The most commonly used approaches to verify embedded software are based on co-simulation or on co-debugging, which consume long verification time and additionally have coverage limitations. Formal verification assures complete coverage, but is limited to the size of the module that can be verified. This dissertation extends the conventional verification limitations with methodologies that are based on temporal properties and formal verification. This work proposes to combine temporal assertions with testing, which is suitable to be applied in existing design flows due to the experience of the verification engineers with conventional verification approaches. Thus, the formalization of the requirements by means of temporal properties is able to improve the understanding about the design and the assertions can be re-used later in the combination of simulation and formal verification approaches.
The main contributions in this dissertation are (1) two new approaches to integrate assertionbased verification in embedded software verification and (2) one new semiformal verification approach to increase state space coverage compared to simulation-based methods. The developed solutions are evaluated against an industrial automotive embedded software application.
Targeting at simulation-based verification techniques, new approaches are identified and investigated to efficiently integrate assertions in the verification of embedded software: On the one hand, a SystemC hardware temporal checker is extended with interfaces to monitor the embedded software variables and functions that are stored in a microprocessor memory model. On the other hand, a SystemC model is derived from the original C code to integrate directly with the SystemC temporal checker.

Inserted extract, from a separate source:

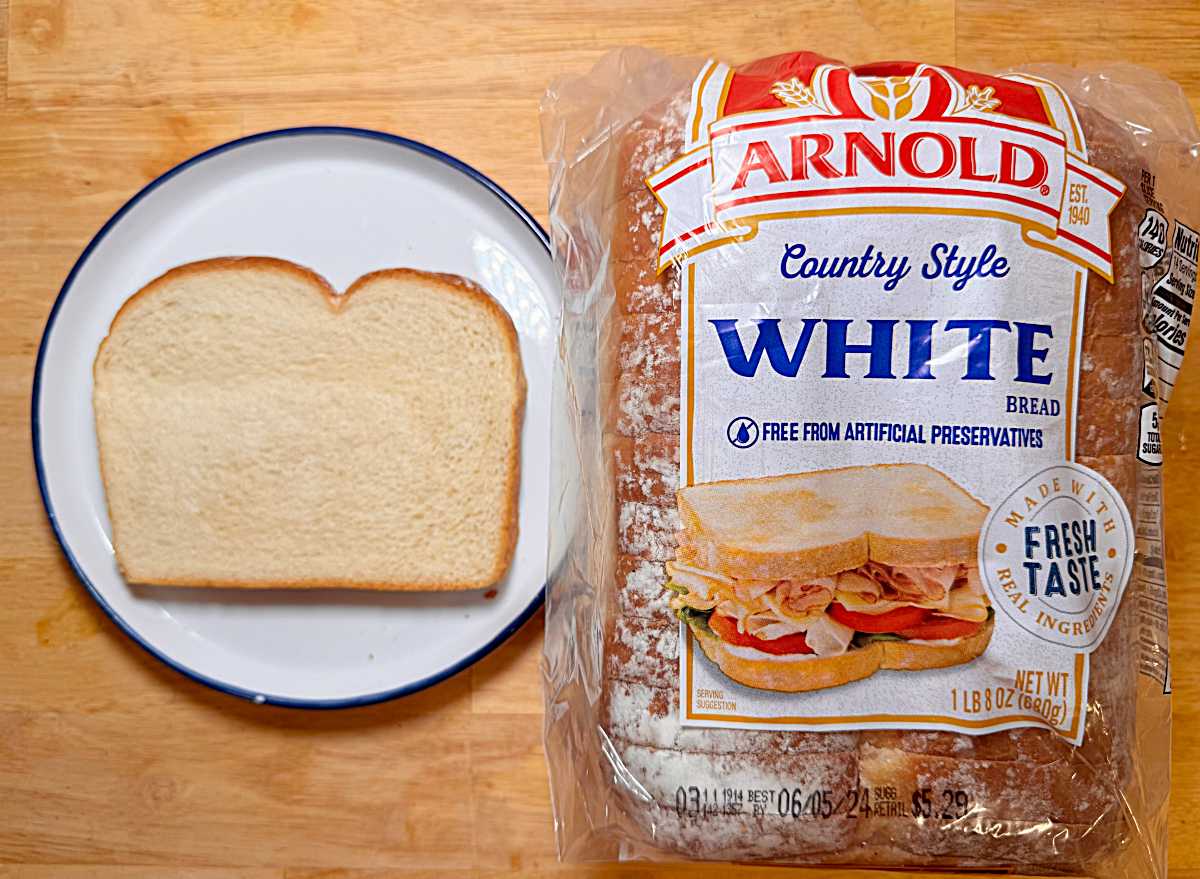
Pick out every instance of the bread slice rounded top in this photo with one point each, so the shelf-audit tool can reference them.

The first approach shows the advantage to verify temporal properties in C programs straightforward under real conditions, however, requiring to explicitly model the microprocessor itself. For the second approach, a shorter verification time is achieved, however, a SystemC model has to be generated with more abstraction information. Due to the limitations of simulation-based approaches, a new semiformal verification is developed.
Targeting at semiformal verification techniques, an approach called SofTPaDS (Semiformal Verification of Temporal Properties in Hardware-Dependent Software), which is based on the combination of both assertion-based and symbolic simulation strategies for the verification of embedded software with hardware dependencies, is designed. In this approach, a simulation-based traversing of the state space is combined with local (temporal restricted) explorations of specific states on the simulation traces. The semiformal approach is evaluated to be more efficient than state-of-the-art model checkers in order to trace deep state spaces, and shows improvements in the state coverage relative to a simulation-based software verification approach.